Kairo, Kompas
Kementerian Luar Negeri Gambia menegaskan, semua proyek kerja sama dengan Iran dibatalkan. Gambia adalah salah satu negara berpenduduk mayoritas Muslim di Afrika barat, kawasan yang dikenal sebagai pendukung Iran.
Negara-negara berpenduduk mayoritas Muslim di Afrika barat antara lain Senegal, Nigeria, Guinea, Guinea-Bissau, Niger. Selama ini Gambia memiliki hubungan baik dengan Iran.
Presiden Iran Mahmoud Ahmadinejad selalu memilih wilayah Afrika barat bila berkunjung ke Benua Afrika atau singgah di wilayah itu jika melakukan perjalanan ke Amerika Latin.
Gambia yang berpenduduk 1,7 juta jiwa selalu mendukung hak Iran untuk memiliki program nuklir di berbagai forum internasional. Iran dan Gambia sama-sama anggota Organisasi Konferensi Islam (OKI).
Keputusan Gambia menimbulkan berbagai spekulasi. Isu penyelundupan senjata yang berhasil digagalkan di pelabuhan Lagos, Nigeria, Oktober lalu, ditengarai menjadi penyebab pemutusan memutus hubungan diplomatik itu. Dokumen pengiriman senjata ilegal itu menerangkan senjata itu berasal dari Iran dengan tujuan Gambia.

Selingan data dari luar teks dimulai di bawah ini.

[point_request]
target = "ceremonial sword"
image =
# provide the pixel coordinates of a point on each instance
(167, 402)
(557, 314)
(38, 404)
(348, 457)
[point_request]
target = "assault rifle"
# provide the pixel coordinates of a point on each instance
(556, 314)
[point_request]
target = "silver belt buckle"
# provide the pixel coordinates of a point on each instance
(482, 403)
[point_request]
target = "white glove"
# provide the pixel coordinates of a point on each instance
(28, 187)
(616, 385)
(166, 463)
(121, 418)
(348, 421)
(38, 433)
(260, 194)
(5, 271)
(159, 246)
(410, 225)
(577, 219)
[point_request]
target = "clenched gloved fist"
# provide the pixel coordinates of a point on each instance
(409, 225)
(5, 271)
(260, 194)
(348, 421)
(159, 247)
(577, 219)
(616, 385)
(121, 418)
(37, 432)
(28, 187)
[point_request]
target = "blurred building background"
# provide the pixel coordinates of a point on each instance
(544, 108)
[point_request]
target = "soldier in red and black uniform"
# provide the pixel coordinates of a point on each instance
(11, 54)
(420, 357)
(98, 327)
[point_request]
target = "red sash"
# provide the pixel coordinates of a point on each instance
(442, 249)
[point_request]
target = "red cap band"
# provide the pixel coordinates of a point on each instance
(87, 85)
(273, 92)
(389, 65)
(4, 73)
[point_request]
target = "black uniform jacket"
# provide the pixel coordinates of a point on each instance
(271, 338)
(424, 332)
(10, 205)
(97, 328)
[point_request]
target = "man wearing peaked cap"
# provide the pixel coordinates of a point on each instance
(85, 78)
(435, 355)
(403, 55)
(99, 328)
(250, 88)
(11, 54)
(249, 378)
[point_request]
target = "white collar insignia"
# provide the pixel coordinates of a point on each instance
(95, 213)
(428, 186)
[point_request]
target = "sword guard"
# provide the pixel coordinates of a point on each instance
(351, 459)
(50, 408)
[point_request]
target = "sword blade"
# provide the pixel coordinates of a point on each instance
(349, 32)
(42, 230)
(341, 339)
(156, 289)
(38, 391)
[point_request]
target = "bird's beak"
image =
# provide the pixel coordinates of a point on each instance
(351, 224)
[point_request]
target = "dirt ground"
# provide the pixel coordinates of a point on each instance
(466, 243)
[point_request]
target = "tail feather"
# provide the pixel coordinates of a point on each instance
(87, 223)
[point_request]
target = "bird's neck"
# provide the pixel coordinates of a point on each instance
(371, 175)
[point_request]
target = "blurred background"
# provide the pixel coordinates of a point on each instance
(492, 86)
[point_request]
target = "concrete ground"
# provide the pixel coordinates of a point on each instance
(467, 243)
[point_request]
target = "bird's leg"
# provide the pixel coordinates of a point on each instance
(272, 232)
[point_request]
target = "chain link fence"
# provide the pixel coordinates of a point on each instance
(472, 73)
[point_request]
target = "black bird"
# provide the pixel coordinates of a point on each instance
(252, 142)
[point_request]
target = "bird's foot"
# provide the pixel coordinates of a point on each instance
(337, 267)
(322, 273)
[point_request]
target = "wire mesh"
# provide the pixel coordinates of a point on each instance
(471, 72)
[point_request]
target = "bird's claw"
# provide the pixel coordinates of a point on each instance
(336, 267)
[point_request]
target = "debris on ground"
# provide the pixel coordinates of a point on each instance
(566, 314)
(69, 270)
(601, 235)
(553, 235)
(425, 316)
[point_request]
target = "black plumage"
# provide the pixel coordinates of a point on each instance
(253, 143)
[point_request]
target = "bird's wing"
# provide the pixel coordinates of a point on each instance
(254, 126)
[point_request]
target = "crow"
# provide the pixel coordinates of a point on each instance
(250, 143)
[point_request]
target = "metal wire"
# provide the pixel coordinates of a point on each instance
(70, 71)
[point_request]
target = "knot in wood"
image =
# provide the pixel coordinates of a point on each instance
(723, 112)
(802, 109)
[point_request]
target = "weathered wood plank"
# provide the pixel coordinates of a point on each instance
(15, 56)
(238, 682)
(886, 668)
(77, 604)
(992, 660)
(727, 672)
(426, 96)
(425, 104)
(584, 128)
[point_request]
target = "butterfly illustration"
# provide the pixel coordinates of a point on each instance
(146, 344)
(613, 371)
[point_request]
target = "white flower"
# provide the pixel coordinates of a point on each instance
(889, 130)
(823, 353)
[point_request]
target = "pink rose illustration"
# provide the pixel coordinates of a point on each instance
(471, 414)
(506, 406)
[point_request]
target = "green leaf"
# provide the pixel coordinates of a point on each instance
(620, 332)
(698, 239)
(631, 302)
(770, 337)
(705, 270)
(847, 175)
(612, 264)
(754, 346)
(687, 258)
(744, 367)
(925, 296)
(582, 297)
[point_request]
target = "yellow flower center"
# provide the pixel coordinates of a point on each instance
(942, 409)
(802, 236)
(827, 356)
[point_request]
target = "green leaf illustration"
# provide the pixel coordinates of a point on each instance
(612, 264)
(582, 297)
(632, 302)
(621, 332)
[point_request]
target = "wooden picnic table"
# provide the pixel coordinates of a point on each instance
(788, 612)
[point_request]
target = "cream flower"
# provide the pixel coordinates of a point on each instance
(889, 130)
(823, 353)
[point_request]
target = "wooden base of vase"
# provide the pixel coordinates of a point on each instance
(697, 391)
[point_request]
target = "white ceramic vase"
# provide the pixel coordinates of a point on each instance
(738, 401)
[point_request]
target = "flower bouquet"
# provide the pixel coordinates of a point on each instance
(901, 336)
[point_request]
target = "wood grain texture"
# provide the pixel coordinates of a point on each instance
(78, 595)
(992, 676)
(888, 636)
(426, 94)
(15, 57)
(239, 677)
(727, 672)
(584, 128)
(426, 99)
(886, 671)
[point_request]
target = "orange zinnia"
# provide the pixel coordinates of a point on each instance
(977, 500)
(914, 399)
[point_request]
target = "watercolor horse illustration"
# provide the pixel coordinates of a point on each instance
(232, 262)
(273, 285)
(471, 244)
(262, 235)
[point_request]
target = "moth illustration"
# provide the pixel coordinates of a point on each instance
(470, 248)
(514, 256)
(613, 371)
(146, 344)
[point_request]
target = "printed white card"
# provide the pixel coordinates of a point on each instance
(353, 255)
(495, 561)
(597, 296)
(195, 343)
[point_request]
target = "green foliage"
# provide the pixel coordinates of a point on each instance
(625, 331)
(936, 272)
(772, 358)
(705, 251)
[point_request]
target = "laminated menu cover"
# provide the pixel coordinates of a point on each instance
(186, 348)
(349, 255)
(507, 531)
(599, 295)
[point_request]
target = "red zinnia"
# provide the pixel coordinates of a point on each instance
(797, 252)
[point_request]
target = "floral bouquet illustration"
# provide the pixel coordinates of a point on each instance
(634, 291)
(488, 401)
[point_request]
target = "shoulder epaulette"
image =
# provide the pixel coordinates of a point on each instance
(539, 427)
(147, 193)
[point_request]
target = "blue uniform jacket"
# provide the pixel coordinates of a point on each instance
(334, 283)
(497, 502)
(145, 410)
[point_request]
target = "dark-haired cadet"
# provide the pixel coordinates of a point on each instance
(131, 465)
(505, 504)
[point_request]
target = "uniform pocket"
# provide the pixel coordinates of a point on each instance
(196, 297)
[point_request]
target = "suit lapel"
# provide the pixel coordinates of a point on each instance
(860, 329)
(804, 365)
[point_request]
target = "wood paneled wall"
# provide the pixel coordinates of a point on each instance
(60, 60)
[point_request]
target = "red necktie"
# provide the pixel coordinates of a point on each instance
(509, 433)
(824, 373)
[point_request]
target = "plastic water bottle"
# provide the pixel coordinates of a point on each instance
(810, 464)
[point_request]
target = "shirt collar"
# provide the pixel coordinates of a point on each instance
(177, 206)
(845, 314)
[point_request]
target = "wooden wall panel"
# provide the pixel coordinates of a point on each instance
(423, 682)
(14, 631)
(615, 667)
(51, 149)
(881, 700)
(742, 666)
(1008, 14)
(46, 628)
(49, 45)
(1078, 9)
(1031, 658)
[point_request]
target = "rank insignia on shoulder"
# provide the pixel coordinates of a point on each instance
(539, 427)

Aparat keamanan dan intelijen Nigeria saat itu menemukan 13 peti kargo berisi rudal, granat tangan, dan jenis bahan peledak di sebuah kapal di pelabuhan Lagos. Peti-peti kargo itu disembunyikan di bawah lantai kapal.
Israel menuduh senjata-senjata dikirim dari Iran via Nigeria dengan tujuan akhir ke pihak Hezbollah di Lebanon dan Hamas di Jalur Gaza. Israel disinyalir sempat mengirim agen Mossad (dinas intelijen luar negeri Israel) ke Nigeria untuk mencari tahu asal dan tujuan akhir senjata itu.
Mossad juga meminta izin Pemerintah Nigeria, melalui perantaraan sebuah negara Eropa, untuk menyita atau menghancurkan senjata itu. Nigeria menolak permintaan Mossad.
Pada awal tahun 2009, Mossad pernah menghancurkan konvoi 13 truk di Sudan, pembawa senjata asal Iran untuk tujuan Jalur Gaza.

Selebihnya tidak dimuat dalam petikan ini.